Some writing causes you to reflect and discover new aspects of yourself: the true soul of your soul.
Stories may awaken a sense of nostalgia in you, and leave you to ponder life and all of its impossible possibilities. Things that were once options but no longer are. Some writing reads like a half-sketched map of adventures not taken. Characters may live out a thousand versions of your life, had you chosen differently, or motivate you to reconsider your choices now.
Stories can be empowering, awe-inspiring, life-changing. I truly believe that.
And some writing is ugly. Some is supposed to be. Because writing reflects the human experience, and humans inevitably experience pain, misery and suffering. (This blog is not supposed to be a major downer, by the way, I’m just getting real here.) The other stuff is real, too. Absolutely. Love, joy, kindness and hope exist. Love is what makes living worthwhile.
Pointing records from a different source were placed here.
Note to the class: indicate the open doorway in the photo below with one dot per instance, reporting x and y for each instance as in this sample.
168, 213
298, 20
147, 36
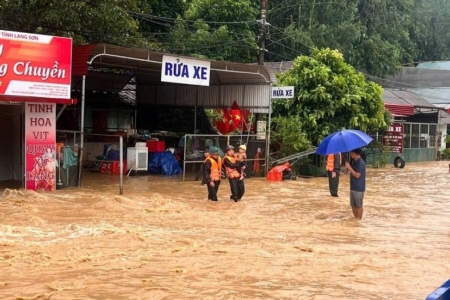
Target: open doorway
11, 149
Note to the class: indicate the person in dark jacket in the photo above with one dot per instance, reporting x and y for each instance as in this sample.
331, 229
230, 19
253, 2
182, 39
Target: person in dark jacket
333, 167
212, 174
233, 173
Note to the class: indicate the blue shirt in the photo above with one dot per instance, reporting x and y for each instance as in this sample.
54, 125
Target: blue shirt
358, 184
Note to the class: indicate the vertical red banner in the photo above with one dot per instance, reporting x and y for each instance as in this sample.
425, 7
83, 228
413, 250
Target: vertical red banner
40, 146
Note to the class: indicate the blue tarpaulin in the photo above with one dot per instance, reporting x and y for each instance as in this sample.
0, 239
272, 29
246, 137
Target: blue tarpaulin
163, 163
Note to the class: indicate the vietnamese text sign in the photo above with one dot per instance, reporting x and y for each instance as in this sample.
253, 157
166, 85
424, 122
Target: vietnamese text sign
185, 71
40, 146
282, 92
393, 138
261, 130
34, 65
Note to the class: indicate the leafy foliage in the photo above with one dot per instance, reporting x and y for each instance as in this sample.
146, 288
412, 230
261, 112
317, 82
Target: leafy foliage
221, 39
330, 95
288, 133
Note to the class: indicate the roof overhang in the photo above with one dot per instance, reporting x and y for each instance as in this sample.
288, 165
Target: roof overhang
141, 61
400, 110
22, 99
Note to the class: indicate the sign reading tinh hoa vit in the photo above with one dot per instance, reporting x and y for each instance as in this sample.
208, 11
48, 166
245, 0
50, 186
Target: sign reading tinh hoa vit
283, 92
40, 146
34, 65
185, 70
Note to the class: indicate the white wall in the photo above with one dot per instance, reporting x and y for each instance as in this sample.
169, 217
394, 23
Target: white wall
11, 152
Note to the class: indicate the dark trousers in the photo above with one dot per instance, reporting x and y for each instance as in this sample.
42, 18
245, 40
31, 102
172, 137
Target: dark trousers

There are glorious moments where you realise that another person in this vast and too small universe understands the same thing you do; where kindness prevails, and magic shines in the everyday. We can’t lose sight of all the good, but failing to represent the grime of life in narrative form would be a mistake.
Which brings me back to writing ugly. I once told a writer friend that his story was too eloquent. ‘What’s wrong with it?’ he asked. I told him that he’d used a beautiful style for a moment that wasn’t beautiful. And there is a place for prose like Henry James’, but I thought this particular scene deserved raw emotion. My advice was to stop trying as hard and let the action play out. If a scene is brutal, then make me feel whiplashed. Use the language your story demands. Use words like ‘crush’, ‘ooze’, ‘smash’ and ‘grit’. Experiment with choppy sentences, blunt sounds. Subtlety can be wonderful, but certain situations call for a sledgehammering. So, bash me over the head with words. Try not to get caught up in the kind of writing that will make you feel consumed by a fatalistic view of the world, but give me something authentic. Characters are allowed to panic, to get scared or angry, and emotionally and physically beaten up. All of that’s okay, but it is nice to watch them fight, and will them to succeed, and to cheer when they do.
So, if you wanna give it a go, write ugly. It’ll make the light in your stories shine brighter.